Od naszych Czytelników
Niepokój informacyjny Przeczytałem serię artykułów „Czy ci się nie udziela niepokój informacyjny?” [8 stycznia 1998]. Twierdzicie, jakoby zalew wiadomości był po części spowodowany nadmiarem programów informacyjnych i czasopism. Moim zdaniem Wasze czasopismo też może mieć w tym udział. Czy nie jest tak, że kocioł przygania garnkowi?
J. K., USA
Nasza seria zwracała uwagę na potok bezwartościowych informacji. „Przebudźcie się!” z pewnością się do tego nie przyczynia, gdyż jego celem, jak wyjaśniono na stronie 4, jest to, by ‛nie poprzestawać na powierzchownej ocenie, lecz pokazywać głębsze znaczenie współczesnych wydarzeń’. Takich wiadomości bez wątpienia nie można nazwać bezwartościowymi. (Wyd.)
Maria i zmartwychwstały Chrystus Oburzyła mnie notatka w rubryce „Obserwujemy świat”, zatytułowana „Czy Maria pierwsza zobaczyła zmartwychwstałego Chrystusa?” [8 stycznia 1998]. Zdradzacie własną nieznajomość Pisma Świętego, a jednocześnie brak zainteresowania prawdą. Wiele zdarzeń i wypowiedzi nie zostało odnotowanych w Biblii. Przeczytajcie sobie Ewangelię według Jana 21:25.
J. G., USA
W naszej notatce poinformowaliśmy jedynie o tym, co podała oficjalna gazeta watykańska „L’Osservatore Romano”. Zacytowano w niej wypowiedź papieża Jana Pawła II, że Maria „była prawdopodobnie pierwszą osobą, której ukazał się zmartwychwstały Jezus”. Szanujemy prawo naszych Czytelników do własnych przekonań, lecz taki pogląd po prostu nie ma podstaw biblijnych. (Wyd.)
Trubadurzy W artykule „Trubadurzy — nie tylko piewcy miłości” [8 lutego 1998] umiejętnie przeanalizowano rolę tych śpiewających poetów w średniowiecznym społeczeństwie. Jako wykładowca literatury, studiowałam dzieje portugalskich trubadurów, ale Wasz artykuł przedstawił mi pełny obraz tego zjawiska artystycznego. Artykuły tak wysokiej klasy wzbudzają zaufanie do Waszych czasopism.
R. N. A., Brazylia
Muszę przyznać, że nie było mi łatwo zabrać się do czytania tego artykułu, ale gdy to zrobiłam, od razu mnie wciągnął. Ze szczególną przyjemnością dowiedziałam się, kto prawdopodobnie wprowadził zasadę „damy mają pierwszeństwo”. Chociaż w Japonii zwyczaj ten się nie utarł, mój mąż, który był wychowywany w rodzinie Świadków Jehowy, niezmiennie się do niego stosuje od czasu naszych zaręczyn. (Jesteśmy małżeństwem już piąty rok).
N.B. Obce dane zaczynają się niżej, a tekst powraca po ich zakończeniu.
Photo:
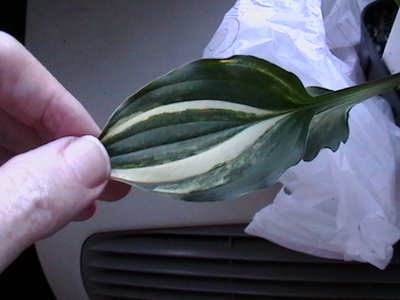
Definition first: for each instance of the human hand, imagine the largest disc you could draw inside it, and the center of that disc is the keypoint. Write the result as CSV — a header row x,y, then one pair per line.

Bardzo mnie to cieszy.
Y. N., Japonia
Krzyżówki Pragnę Wam serdecznie podziękować za publikowanie krzyżówek. Zachęcają one, by sięgnąć po własną Biblię i w sposób prosty, ale angażujący umysł, znaleźć odpowiedzi.
N. C., Włochy
Spotkanie matki z dzieckiem Artykuł „Niezwykłe pojednanie” [22 lutego 1998] głęboko mnie poruszył. Poznanie własnych korzeni w istotny sposób wpłynęło na mój stan emocjonalny. Moi rodzice nigdy się nie pobrali. Często myślałam o ojcu, ale na swe pytania otrzymywałam tylko wymijające odpowiedzi. Niedawno zapytałam mamę o imię i nazwisko taty. Za pomocą książki telefonicznej ustaliłam miejsce zamieszkania jego siostry, a później ku swemu zdziwieniu dowiedziałam się, iż jest ona Świadkiem Jehowy! Powiedziała mi, że ojciec nigdy się nie ożenił i zmarł w roku 1980. Na szczęście mama i ciocia niosły mi w trudnych chwilach prawdziwą pociechę. Również Wasze artykuły stanowiły balsam na moje rany.